Obama pointed to some notable Republican accomplishments, naming Lincoln as his favorite president and noting that Richard Nixon started the EPA. Historically, there have been some great Republicans and some great Democrats, he said. In dealing with today’s Republicans, “you don’t get a sense that you’ve got a party that’s serious about trying to do anything,” Obama said.
It’s not just that the GOP has a different theory about how to help, Obama said. They don’t have any theory at all beyond saying no, he said.
If people participate and feel a sense of urgency, then the country can get a Congress that’s responsive, Obama said.
“I’m willing to compromise,” Obama said. “I told Rick Perry today.”
The president argued that Republicans should support the emergency funding he’s seeking to bolster efforts at the border. But “I haven’t heard yet from the Republican delegation of Texas,” he said.

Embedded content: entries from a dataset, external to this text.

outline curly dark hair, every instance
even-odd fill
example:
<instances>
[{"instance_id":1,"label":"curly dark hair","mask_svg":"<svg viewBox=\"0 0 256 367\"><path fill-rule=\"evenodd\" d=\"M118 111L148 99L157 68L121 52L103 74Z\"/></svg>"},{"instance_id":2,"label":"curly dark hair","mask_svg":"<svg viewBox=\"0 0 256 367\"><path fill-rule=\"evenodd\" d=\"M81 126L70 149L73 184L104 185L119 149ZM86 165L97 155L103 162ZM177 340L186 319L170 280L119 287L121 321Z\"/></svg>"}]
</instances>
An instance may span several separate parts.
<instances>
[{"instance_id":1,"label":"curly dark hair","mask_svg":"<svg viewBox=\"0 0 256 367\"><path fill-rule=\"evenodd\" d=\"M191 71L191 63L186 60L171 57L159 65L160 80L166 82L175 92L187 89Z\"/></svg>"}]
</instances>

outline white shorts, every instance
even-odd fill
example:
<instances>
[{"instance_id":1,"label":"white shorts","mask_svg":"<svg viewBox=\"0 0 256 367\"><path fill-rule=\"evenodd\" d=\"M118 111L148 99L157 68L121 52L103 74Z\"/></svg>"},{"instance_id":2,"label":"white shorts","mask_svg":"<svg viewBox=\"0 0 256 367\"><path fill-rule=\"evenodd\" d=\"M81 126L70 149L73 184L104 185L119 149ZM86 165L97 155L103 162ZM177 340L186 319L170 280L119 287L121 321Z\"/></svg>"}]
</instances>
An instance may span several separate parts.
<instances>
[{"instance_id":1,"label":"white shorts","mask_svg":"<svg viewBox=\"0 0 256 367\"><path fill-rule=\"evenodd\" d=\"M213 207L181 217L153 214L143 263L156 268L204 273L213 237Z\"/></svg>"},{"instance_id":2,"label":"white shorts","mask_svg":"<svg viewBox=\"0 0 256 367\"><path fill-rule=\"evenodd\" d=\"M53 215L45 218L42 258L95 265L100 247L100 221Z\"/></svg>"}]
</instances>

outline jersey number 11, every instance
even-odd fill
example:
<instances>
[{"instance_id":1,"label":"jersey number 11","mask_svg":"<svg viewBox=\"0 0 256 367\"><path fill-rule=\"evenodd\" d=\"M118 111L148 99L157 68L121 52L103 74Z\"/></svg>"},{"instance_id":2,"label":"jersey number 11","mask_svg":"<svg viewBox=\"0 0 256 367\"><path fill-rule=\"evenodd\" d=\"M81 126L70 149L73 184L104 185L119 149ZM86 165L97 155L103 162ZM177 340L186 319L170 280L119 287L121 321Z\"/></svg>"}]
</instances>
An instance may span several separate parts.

“We’ve got to feel a sense of urgency, and if we do Congress can change; and if Congress changes, then America can change in ways we hope for,” Obama said. He added: “Do not get cynical."
The chief executive's Hollywood fundraising effort continues next week with the arrival of Michelle Obama in Los Angeles. HBO's Michael Lombardo and his partner, architect Sonny Ward, will host a $5,000-per-person roundtable discussion on July 15 with the first lady to benefit the DNC.
The president, meanwhile, returns to Los Angeles on July 23 for a fundraiser hosted by Scandal creator Shonda Rhimes. Actress Kerry Washington is co-hosting the event, with tickets prices ranging from $1,000 to $32,400 per guest, according to an invite. On July 24, Obama will attend a roundtable discussion at the L.A. home of Live Nation's Michael Rapino and wife Jolene Rapino. The $32,400-per-person event is limited to 30 guests.